ジョーカー・ゲーム
酒場のマスターから酒を止められて、仕方なくポテトフライを摘まむハーヴィーを、離れた席からじっと見つめる冒険者がいた。
彼はやがて自分の注文したエールを飲み干すと、テーブルに代金を置いて、席を立った。
酒場の外に出ると、入り口を見張れる路地から、さらに1人の冒険者が姿を現し、彼に合流した。
「どう?何か掴めた?」
「ハーヴィーはシロだな。元々仲間を殺せる度胸もなければ、それを黙っている根性もない奴だ。逸れた二人の行方も知っていそうに無い」
「そうか、やっぱしね。でもなにかヒントがないと捜しようがないよ」
「それについては少し気になる事を言っていたな。酔っ払いの戯言かもしれないが・・」
「なんでもいいよ、今は掴む為の藁さえ浮いていないんだから」
「記憶の中で、二人がハリネズミと穴熊と一緒に手を振っていたと・・」
「穴熊・・・それってもしかしてオークの丘の?」
「わからん、だが、調べてみる価値はあるかも知れん」
「わかった、皆に知らせてくる!」
足早に走り去る姉妹を見送りながら、彼は少し離れた路地に身を潜めた。
兄弟が揃うまで、ここでハーヴィーが不穏な行動を取らないか監視するのだ。奴が記憶を失ったように見せかけて、魔女の配下としてこの開拓村に潜入しているなら、証拠を見つけて、その後に排除する為に。
ビッグファミリーの六つ子は、揃っていれば個体の識別ができずに混乱させるが、一人でいると、今度は逆に印象が薄くなる。同じ顔が並んでいて始めて「ああ、六つ子の内の2人ね」と認識されるのだ。
1人でいると、よほど親しい者以外は、どこにでもいる冒険者Aと思われて注意を惹かない。こういう監視ミッションには、その特性が有利に働くのであった。

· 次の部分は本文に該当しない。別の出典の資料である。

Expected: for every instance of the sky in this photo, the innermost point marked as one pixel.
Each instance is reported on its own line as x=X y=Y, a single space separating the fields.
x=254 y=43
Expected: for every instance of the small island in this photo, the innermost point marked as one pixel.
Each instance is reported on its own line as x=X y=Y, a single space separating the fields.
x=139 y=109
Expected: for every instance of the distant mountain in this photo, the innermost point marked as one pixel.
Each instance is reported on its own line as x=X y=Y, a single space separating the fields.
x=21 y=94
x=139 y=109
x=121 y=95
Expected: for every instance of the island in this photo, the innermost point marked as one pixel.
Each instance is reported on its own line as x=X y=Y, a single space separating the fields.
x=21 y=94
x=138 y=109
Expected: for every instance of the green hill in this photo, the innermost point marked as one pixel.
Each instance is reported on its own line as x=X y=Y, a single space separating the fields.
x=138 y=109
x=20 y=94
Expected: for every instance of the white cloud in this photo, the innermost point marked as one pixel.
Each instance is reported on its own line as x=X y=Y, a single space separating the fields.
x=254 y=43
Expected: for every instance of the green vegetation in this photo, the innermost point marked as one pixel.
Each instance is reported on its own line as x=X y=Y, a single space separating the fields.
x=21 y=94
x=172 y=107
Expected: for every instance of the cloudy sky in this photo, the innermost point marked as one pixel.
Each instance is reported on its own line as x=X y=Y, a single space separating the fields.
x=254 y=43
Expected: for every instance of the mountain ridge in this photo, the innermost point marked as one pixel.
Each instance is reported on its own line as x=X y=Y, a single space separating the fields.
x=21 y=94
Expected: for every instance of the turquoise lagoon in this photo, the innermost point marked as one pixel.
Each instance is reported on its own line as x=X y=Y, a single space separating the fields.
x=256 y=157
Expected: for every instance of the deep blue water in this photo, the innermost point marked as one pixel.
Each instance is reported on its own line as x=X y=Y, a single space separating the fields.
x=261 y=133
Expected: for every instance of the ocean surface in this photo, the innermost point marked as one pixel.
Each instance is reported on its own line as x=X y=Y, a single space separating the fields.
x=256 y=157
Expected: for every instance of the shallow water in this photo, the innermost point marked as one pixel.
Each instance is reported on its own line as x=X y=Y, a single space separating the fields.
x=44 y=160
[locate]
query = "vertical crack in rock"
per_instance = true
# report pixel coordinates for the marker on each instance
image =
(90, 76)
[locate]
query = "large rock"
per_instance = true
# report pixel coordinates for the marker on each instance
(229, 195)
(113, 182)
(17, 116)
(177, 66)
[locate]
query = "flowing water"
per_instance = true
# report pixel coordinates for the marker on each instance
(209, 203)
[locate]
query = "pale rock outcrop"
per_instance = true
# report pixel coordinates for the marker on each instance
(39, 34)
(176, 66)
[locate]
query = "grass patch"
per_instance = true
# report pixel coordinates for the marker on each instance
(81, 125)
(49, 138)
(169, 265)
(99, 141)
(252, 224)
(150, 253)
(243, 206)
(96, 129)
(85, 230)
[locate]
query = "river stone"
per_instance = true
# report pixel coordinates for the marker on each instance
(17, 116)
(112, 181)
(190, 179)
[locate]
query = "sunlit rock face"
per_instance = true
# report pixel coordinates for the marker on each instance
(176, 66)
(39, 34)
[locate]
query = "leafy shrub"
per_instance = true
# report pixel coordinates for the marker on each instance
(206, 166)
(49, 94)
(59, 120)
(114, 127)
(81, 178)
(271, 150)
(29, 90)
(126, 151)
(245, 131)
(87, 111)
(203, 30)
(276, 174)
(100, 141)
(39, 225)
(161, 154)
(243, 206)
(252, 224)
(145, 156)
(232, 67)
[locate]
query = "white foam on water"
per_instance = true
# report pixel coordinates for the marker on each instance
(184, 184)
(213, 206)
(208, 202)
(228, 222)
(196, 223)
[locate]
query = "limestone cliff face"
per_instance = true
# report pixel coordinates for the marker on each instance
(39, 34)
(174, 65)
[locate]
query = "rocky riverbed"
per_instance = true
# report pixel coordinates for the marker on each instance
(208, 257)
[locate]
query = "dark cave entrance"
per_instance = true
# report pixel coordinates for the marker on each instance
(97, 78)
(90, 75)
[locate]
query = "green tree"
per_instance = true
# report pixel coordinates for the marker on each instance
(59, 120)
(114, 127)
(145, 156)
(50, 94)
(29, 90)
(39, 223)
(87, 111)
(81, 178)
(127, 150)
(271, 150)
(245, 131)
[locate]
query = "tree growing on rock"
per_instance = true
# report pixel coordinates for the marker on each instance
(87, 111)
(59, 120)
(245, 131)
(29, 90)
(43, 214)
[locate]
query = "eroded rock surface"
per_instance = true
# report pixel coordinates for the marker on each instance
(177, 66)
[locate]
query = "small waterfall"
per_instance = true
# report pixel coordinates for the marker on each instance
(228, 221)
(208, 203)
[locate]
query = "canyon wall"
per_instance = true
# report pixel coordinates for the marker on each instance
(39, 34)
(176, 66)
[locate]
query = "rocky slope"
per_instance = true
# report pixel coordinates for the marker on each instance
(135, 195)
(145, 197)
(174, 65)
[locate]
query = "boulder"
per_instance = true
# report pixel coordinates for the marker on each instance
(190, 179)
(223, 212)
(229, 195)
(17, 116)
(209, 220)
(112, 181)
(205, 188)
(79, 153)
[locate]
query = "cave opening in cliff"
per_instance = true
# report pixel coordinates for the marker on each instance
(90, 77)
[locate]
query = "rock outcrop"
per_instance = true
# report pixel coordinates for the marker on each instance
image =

やがて4つの影が合流すると、開拓村の外へと消えていった。
その頃のダンジョンでは
隠し芸大会の参加賞が配られていた。
「はい、並んで並んで。順番に希望を言ってね。使えるDPは各チーム100ずつだから、よく相談するように」
「細かく分けてもいいっすか?」
「できれば1種類に決めて欲しいかな。それを分配するのは自由だけどね」
「ギャギャ(悩みますー)」
最初に決めたのは穴熊チームだった。
「ギュギュギュ」 「ん」
「寝床に藁を敷き詰めて欲しいんだ。了解です」
穴熊ファミリーの寝室に使っている部屋に100DP分の藁束を追加した。
「「ギュギュ!」」 「ふかふかー」
「キュキュ」「バウ」
親方やケンが、あれも良いなという目で見つめていた。
次は隠密チームで、
「忍者刀が4本欲しいっす」
「無理です」
「早!」
きっとそこらへんだと思ったけど、現状では難しいんだよね。
「優先順位を早めておくのに賞品権利を使うか、再考してください」
「「・・ギャギャギャ・・」」
「蜂蜜酒でいいっす」
「それも現在はないけど、あと少しで出来上がるそうだから、その時でいいね?」
「問題ないっすよ」
「キュキュ」 「バウバウ」
親方とケンは、それもありだなという顔をしていた。
しばらくして親方チームが決めたらしい。
親方チームは、宙に投げたじゃが芋を棘で曲撃ちするはずだったけど、出番が来る前に大会が中止になってしまったのだ。なので参加賞の権利はある。
「キュキュキュ」 「ん」
「え?新しい昆虫食?」
それはまた難しいのがきたね。美味しそうなのは蜂の子だけど、群体(蜜蜂)が気を悪くしないかな・・
「わすぷー」
ああ、雀蜂にすればいいか。ノーミンにまた召喚してもらってリストに載せてから、巣作りさせて幼虫を採る・・・うん、できそうだね。
「キュキュキュ!」
最後はケンチームだった。
「バウバウ」 「ん」
「え?仲間を増やして欲しい?」
戦力的には十分だけど、最近、蛙が増えてるから群の数を増やしたいみたいだ。
「DP的にはランク3になっちゃうけど、それでもいいのかな?」
「バウ!」 「ん」
育てるからいいらしい。
「コア、グレイウルフ・ディアハンターを召喚して」
「もふもふ」
「おお、新しい眷族だね。しかもグレイウルフか。毛並みも毛艶も素敵じゃないか・・これは雌かな。名前はそうだね・・・」
いや、クロスさん、貴方の為に呼んだわけではないので・・
「そんな!だったら僕の為に12頭ぐらい召喚してくれないか。なんだったらもっと多くてもいいよ」
ドガッ
「邪魔したな、気にしないでくれ」
気絶したクロスさんを、ヒルダさんが引きずっていった・・・
「一撃っすね・・」
「容赦ないね・・」
とにかく、新しいグレイウルフは「チュンリー」と名付けられた。
「せんぷうー」
DPの推移
現在値: 2794 DP (3013DC)
変換:藁束 -100DP
変換:蜂蜜酒 -100DP (予約分)
変換:蜂の子 -100DP (予約分)
召喚:グレイウルフ・ディアハンターx1 -90DP
残り 2404 DP (3013DC)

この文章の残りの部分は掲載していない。